Siamo i figli della crisi dell’abbondanza e forse di più, dello spreco; siamo i figli degli inganni non solo delle finanze, ma dell’inganno che possiamo di­sperdere all’infinito ciò che la natura ci offre, depauperando il creato. Siamo i figli e forse anche i genitori ad un tempo degli alimenti che rimangono nel piatto e che vengono buttati; dei cassonetti di roba com­prata in più, delle carte gettate dal finestrino, dei sontuosi pranzi e delle cene eccessive di battesimi, cresime e matrimoni, del “se no, cosa dice la gente”… Siamo in questa crisi che ci spezza le gambe e il fiato, che ci interroga su che cosa abbiamo sbagliato, oltre su ciò che “gli altri” (i soliti noti) hanno sbagliato. Certo, siamo di quelli che leggendo queste righe, si dicono anche: “questa crisi ci dice che…” e, subito, ci autopromuoviamo con le azioni migliori.

Questa crisi ci dice anche che ciò che abbiamo conosciuto non è stato sviluppo sostenibile. Non lo era per le finanze, non lo era per la politica e non lo era per la nostra società. Abbiamo “investito” di più in cose, piut­tosto che in valori e relazioni. Chiusure ed egoismi hanno prevalso. Tanto presente per il subito e l’immediato, per poco futuro per noi e i nostri figli. Poca attenzione agli obietti­vi veri; “navigare a vista” è l’opzione principe rispetto a destinazioni vere e ambiziose. L’uomo consumista, sprecone, ha detto a se stesso che non merita grandi obiettivi. “Tutto immediatamente” è il motto che l’ha accompagnato trala­sciando sì gli idealismi e con benefici di tanti, ma trascuran­do a prezzo altissimo idee e ideali di prospettiva, di valore.

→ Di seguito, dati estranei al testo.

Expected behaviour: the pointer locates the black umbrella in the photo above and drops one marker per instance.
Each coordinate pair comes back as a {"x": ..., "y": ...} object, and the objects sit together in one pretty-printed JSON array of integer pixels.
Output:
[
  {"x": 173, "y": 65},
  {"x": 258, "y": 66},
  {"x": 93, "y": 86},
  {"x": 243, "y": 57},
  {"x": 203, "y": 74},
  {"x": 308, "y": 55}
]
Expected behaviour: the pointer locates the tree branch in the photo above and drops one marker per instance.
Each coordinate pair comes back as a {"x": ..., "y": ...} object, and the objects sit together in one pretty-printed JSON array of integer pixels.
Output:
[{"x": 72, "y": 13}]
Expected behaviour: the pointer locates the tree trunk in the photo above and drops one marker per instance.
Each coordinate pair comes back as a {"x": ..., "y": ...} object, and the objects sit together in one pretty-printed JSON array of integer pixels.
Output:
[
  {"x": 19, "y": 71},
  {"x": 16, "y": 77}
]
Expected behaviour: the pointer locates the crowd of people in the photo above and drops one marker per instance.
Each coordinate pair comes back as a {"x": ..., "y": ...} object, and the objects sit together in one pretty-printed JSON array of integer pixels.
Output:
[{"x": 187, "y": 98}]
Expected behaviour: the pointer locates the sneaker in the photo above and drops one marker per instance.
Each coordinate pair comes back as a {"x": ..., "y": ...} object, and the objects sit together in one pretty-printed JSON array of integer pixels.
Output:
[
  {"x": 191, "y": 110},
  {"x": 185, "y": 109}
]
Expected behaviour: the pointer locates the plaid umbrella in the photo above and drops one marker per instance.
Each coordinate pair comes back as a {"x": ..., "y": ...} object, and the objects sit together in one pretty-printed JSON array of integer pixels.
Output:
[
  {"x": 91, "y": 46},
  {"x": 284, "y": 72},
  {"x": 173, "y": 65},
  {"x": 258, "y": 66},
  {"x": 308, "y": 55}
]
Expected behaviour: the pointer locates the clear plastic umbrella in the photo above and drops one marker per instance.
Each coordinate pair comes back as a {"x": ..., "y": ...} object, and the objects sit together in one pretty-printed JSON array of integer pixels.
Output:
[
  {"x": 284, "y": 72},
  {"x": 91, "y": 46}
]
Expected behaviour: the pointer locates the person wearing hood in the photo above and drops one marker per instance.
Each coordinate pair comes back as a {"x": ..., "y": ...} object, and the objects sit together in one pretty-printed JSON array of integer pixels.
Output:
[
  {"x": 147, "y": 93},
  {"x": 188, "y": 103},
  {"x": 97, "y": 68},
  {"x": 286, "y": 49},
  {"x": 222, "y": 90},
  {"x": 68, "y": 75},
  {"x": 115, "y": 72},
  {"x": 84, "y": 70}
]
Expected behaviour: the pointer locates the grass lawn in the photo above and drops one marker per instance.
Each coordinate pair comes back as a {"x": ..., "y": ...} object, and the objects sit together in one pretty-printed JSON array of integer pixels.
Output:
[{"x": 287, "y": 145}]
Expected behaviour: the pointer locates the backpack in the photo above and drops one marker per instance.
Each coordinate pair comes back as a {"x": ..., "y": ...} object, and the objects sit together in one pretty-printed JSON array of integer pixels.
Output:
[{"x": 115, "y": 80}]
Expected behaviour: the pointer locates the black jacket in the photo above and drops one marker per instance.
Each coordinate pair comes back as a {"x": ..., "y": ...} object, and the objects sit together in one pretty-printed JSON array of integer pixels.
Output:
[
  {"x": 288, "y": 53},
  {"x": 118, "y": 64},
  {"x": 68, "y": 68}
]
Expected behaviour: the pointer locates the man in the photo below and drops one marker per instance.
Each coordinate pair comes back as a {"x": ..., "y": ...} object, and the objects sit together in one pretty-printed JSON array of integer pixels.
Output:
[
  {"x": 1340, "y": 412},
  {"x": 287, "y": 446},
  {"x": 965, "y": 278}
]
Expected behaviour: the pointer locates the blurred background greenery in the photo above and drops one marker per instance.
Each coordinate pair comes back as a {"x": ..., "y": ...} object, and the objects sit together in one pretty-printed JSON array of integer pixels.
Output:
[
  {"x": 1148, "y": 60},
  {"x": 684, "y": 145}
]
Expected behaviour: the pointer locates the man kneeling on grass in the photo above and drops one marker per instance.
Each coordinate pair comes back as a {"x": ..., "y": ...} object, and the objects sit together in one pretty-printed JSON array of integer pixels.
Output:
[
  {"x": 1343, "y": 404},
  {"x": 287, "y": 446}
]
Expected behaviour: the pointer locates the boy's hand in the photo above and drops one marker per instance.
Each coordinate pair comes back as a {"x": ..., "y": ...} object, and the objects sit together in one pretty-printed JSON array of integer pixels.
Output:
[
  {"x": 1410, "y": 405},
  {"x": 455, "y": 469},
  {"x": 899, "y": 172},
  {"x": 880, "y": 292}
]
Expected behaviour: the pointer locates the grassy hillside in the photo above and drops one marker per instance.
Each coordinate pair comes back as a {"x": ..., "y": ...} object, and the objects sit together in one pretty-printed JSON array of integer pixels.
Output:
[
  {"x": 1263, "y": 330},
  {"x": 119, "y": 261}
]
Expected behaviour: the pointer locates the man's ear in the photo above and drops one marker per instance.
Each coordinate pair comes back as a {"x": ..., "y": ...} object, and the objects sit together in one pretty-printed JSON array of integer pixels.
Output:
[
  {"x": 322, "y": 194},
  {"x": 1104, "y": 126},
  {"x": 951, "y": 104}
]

E, quando non dai valore alle cose, alle relazioni, alla perso­na, il primo a pagare è sempre l’uomo e la sua famiglia.

Tutto diventa relativo e, “cosa vuoi che succeda se consumo plastica in più, per un bicchie­re… Cosa vuoi che accada se acquisto qualsiasi cosa che poi non mi servirà più, piuttosto che farmela prestare…” Lo sviluppo sostenibile è grandi progetti e piccoli azioni, quoti­diane… In questo “ambiente”, un contesto totale, crescono i figli e i figli dei figli cresceran­no. In questo scorcio d’estate, vale la pena riflettere su quanta ricchezza reale portano i danni alla natura, dagli scarichi indu­striali diffusi e così poco puniti per presunti posti di lavoro da salvaguardare, a tutti quegli attacchi indiscriminati di singoli e piccoli interessi verso spiagge e pinete, per esempio. Sono ormai diventati classici gli abusivismi non solo edilizi, ma anche su terreni demaniali con concessioni capestro per cementificazioni o installazioni di strutture cosiddette leggere ma che deturpano il nostro paesaggio.